I also hope that all parties to the NPT will rededicate themselves to unceasing efforts to implement all of its articles, with special attention to article 6. Our long-term goal must remain the elimination of all nuclear weapons everywhere. And, therefore, the multilateral search for genuine measures of nuclear disarmament and non-proliferation must remain the highest priority on your agenda.

But there are other areas of disarmament where we can and must make a real, tangible difference. Next year's international conference on illicit trade in small arms offers an unprecedented opportunity. You have discussed the complex issues raised by the problem of small arms in the past. But the approach of a major international conference on the subject gives us a wonderful occasion to focus worldwide attention on it.

The question of small arms, which until the 1990s was wholly neglected at the multilateral level, is now a genuine priority -- in the United Nations, in regional organizations and in individual States. It has rallied the non-governmental organizations community and it has mobilized public opinion. The Security Council met in unprecedented sessions in September last year to consider the issue, both in general and in its specific impact on Africa.

Much time, energy and persuasion has been expended to get to this point. Now we must do everything to make sure that next year's conference is a success. The outcome must be more than a finely tuned diplomatic instrument. The specific measures it recommends -- the programme of action for States, for the United Nations and other organizations -- must make a tangible difference to the lives -- and livelihoods -- of the innocent men, women and children who are the victims of conflict. It must be a conference for them.

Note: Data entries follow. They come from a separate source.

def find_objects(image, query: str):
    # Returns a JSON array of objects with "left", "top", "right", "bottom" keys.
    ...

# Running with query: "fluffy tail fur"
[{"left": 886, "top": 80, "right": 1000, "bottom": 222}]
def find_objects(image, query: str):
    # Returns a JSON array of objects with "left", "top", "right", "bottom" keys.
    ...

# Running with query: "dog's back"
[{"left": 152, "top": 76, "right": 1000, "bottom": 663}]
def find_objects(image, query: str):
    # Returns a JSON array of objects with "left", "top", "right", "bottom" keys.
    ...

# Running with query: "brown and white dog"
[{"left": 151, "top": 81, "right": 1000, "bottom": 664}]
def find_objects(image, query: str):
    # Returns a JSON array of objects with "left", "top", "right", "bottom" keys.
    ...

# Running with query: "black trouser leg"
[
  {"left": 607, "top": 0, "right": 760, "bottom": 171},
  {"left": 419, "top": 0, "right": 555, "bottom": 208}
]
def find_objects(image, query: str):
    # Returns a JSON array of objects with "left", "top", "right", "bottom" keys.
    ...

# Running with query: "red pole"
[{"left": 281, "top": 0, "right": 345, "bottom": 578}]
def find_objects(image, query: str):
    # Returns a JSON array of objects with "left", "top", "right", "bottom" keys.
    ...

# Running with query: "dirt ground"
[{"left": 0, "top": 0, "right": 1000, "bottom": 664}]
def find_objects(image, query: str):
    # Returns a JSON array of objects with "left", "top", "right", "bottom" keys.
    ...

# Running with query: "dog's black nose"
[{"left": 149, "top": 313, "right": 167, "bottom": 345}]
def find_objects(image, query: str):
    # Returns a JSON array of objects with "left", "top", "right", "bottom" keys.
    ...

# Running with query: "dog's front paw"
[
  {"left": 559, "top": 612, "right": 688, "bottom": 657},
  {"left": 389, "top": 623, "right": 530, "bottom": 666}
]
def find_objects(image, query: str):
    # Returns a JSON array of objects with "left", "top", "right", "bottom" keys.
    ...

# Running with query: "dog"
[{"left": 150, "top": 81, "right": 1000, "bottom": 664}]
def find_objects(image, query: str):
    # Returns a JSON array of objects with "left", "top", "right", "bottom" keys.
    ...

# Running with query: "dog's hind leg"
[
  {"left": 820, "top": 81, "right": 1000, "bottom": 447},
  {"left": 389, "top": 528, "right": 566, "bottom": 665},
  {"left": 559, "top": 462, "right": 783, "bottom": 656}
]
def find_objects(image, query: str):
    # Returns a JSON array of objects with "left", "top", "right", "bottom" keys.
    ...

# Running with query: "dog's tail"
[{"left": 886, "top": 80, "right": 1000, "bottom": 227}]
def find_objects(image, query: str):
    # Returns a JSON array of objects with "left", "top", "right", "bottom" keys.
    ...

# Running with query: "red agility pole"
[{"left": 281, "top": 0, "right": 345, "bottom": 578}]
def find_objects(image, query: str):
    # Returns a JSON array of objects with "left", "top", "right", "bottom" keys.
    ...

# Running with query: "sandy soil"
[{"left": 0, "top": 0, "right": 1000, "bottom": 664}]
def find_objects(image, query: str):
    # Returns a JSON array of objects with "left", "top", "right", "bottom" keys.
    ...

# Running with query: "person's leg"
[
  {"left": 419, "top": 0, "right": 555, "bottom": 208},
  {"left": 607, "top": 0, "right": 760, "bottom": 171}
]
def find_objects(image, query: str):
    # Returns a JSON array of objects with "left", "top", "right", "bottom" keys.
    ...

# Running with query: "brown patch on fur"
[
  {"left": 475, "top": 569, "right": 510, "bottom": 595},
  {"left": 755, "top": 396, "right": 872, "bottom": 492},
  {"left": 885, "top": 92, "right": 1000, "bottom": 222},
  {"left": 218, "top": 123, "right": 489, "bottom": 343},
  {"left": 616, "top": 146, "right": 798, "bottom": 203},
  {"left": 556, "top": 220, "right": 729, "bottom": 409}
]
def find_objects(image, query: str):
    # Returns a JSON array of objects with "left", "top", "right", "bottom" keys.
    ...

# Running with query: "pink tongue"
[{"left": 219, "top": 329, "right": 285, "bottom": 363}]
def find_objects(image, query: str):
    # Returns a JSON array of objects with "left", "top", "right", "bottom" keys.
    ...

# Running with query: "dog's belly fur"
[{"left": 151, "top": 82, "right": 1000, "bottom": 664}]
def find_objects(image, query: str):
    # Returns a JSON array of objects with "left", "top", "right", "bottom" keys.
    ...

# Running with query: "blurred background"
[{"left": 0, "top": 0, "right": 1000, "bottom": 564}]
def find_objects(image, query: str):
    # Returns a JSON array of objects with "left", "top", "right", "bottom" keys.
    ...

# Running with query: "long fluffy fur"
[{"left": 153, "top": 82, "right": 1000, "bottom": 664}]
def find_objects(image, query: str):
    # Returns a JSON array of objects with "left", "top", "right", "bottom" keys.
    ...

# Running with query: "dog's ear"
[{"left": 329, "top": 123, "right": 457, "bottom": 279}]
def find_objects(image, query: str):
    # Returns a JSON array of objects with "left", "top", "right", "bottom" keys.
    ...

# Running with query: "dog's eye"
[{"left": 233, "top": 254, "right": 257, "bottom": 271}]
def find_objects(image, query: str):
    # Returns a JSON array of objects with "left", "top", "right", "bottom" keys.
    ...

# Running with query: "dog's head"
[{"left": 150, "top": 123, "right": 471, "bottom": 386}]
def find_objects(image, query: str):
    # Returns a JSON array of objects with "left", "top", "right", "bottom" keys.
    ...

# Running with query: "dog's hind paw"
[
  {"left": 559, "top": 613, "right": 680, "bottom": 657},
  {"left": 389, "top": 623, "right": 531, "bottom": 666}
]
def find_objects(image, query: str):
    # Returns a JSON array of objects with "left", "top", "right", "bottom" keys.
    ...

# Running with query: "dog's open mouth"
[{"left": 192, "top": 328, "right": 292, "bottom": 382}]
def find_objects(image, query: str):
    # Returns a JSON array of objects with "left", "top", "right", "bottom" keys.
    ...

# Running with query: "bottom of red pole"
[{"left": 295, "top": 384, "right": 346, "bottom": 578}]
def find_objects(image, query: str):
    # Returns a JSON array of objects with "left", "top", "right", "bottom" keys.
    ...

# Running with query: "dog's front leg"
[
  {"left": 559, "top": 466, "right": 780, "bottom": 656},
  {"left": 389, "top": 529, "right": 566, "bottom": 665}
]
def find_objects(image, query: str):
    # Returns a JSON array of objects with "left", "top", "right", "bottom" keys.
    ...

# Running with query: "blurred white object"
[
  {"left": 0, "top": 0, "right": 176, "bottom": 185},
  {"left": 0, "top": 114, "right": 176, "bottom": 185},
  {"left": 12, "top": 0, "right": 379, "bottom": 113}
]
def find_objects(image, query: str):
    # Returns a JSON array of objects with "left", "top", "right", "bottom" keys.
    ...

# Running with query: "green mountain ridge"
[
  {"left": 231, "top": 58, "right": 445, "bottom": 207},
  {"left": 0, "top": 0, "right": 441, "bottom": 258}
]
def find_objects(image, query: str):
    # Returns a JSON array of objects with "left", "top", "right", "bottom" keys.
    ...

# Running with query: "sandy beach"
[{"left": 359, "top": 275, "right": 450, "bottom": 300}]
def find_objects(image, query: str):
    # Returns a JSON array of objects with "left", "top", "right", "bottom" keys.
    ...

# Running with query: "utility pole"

Finally, let me thank you for taking up one other area where you can have a real impact on people's lives: disarmament education. It is an area that has been neglected for too long. Specific education in disarmament at all levels could be an invaluable tool in correcting the misinformation, if not disinformation, that is currently circulating about disarmament norms whose general acceptance had been won by long and patient effort.

Education is, quite simply, peace-building by another name. It is the most effective form of defence spending there is. I look to you for recommendations on what I -- and the United Nations as a whole -- can do to advance that cause.

Last year, this Advisory Board received an unprecedented level of attention in the General Assembly and its First Committee (Disarmament and International Security). The Assembly has agreed to your recommendation to change the language of your mandate, in response to my proposals for reform and renewal of the United Nations.

The new language puts into clear focus your role as a body of eminent persons from different parts of the world, representing a broad spectrum of opinions. It tells us that you are uniquely equipped to provide independent and substantive advice on how we can break the deadlock of the disarmament agenda.

It is also an expression of trust placed in you by the entire membership of the United Nations: it gives you something to live up to. I am sure that in your work to make this world a safer place for succeeding generations, all of you will do your utmost to justify that trust.